Filipino hacker Gwapo reports a booming business selling his services flooding specific websites with Distributed Denial of Service (DDoS) attacks. Gwapo’s business launched in January on Hack Forums, and so far, the 24 year old claims he services “several huge companies daily” who pay him to attack competitors. The capitalistic hacker even offers a five-minute demonstration to “serious customers”, with his regular rates starting at two dollars per hour (depending on both the size of the targeted server and the level of security around it). Payments are accepted via BitCoin, PayPal, or major credit cards.
Taking things further than usual for such underground hacking services, he’s even recruited girls to advertise for him on YouTube.

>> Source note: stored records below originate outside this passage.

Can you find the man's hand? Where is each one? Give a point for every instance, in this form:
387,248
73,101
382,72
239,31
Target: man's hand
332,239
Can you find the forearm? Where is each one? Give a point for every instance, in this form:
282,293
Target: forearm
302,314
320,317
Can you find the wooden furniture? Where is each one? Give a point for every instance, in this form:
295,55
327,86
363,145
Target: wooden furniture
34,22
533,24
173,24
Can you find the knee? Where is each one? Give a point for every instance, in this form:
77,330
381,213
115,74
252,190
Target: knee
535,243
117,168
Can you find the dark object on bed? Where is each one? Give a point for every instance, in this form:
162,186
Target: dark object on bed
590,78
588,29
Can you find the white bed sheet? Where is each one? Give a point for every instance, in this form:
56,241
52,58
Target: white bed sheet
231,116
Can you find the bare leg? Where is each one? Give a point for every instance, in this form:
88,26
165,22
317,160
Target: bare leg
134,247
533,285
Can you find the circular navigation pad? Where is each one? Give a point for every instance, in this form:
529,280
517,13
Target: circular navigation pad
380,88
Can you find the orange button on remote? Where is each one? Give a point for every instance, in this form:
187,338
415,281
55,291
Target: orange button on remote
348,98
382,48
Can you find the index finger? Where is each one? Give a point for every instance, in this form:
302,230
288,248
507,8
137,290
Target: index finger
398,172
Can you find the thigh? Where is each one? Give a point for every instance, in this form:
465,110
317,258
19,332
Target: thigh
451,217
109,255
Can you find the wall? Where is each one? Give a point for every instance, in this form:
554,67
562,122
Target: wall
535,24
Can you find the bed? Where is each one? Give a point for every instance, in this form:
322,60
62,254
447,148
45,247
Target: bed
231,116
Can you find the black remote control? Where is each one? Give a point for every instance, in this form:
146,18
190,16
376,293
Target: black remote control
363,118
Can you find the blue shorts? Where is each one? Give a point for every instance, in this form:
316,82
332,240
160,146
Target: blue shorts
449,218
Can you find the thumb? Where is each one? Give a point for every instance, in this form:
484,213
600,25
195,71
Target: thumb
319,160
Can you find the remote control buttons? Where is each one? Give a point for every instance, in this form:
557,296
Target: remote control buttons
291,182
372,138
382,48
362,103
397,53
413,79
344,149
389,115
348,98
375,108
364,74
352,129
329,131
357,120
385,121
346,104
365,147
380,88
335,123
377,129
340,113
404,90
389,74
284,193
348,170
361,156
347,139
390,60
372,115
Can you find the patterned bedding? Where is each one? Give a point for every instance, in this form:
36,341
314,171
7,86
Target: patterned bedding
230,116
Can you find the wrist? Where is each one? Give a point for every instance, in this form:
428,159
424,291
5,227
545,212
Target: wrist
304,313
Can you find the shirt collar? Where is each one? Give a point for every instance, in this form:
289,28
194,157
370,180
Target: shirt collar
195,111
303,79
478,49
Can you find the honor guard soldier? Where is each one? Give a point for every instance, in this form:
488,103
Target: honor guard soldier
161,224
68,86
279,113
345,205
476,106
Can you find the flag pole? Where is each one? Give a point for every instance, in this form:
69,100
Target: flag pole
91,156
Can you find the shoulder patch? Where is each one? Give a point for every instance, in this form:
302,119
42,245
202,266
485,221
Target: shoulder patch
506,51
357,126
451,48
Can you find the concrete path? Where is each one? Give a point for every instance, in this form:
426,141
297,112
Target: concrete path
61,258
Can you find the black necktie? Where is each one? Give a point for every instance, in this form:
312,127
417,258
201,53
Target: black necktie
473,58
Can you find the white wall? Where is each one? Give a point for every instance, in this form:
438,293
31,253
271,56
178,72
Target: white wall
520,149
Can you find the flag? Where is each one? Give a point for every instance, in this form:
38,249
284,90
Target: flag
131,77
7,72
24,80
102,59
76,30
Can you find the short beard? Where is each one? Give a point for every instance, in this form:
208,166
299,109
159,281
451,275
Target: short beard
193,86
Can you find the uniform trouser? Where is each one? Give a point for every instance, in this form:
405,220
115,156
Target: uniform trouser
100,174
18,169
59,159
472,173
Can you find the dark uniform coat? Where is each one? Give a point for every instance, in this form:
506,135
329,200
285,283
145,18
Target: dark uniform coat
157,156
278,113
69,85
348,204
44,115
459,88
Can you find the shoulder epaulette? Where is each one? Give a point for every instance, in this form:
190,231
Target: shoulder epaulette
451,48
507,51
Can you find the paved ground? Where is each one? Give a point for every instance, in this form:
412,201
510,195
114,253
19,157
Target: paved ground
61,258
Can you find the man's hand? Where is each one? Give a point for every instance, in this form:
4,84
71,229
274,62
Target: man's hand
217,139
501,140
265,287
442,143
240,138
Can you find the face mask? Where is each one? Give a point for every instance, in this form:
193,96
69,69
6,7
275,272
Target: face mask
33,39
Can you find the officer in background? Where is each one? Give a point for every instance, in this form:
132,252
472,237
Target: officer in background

How does Gwapo prevents his competition from launching their own DDoS attack on his own website? It appears to be protected by CloudFlare, the same anti-DDoS service who protected the LulzSec hackers’ website from attacks.
In another YouTube video Gwapo made last month, he claims his DDoS attacks aren’t generated by malware infections on individual PC workstations. Rather, he uses stable UDP and Syn floods from a private HTTP botnet. As web servers generally have as much as 1,000 times the resources of an individual PC, they make far more powerful DDoS tools when compromised. Prolexic, an anti-DDoS company, recently released a warning of new DDoS booter scripts in the wild. These stand-alone executable files launch GET and POST floods from compromised HTTP servers on demand, making it easier and less expensive for a hacker to launch a DDoS attack on demand.
If nothing else, all of this illustrates how much money is behind many of the spyware, malware, and server hacks we see on a regular basis. An entire ecosystem has developed where hackers compromise machines for profit, and other companies appear with countermeasures, again for profit. Perhaps its time people rethink the idea of hackers as bored kids, simply causing trouble for the fun of it.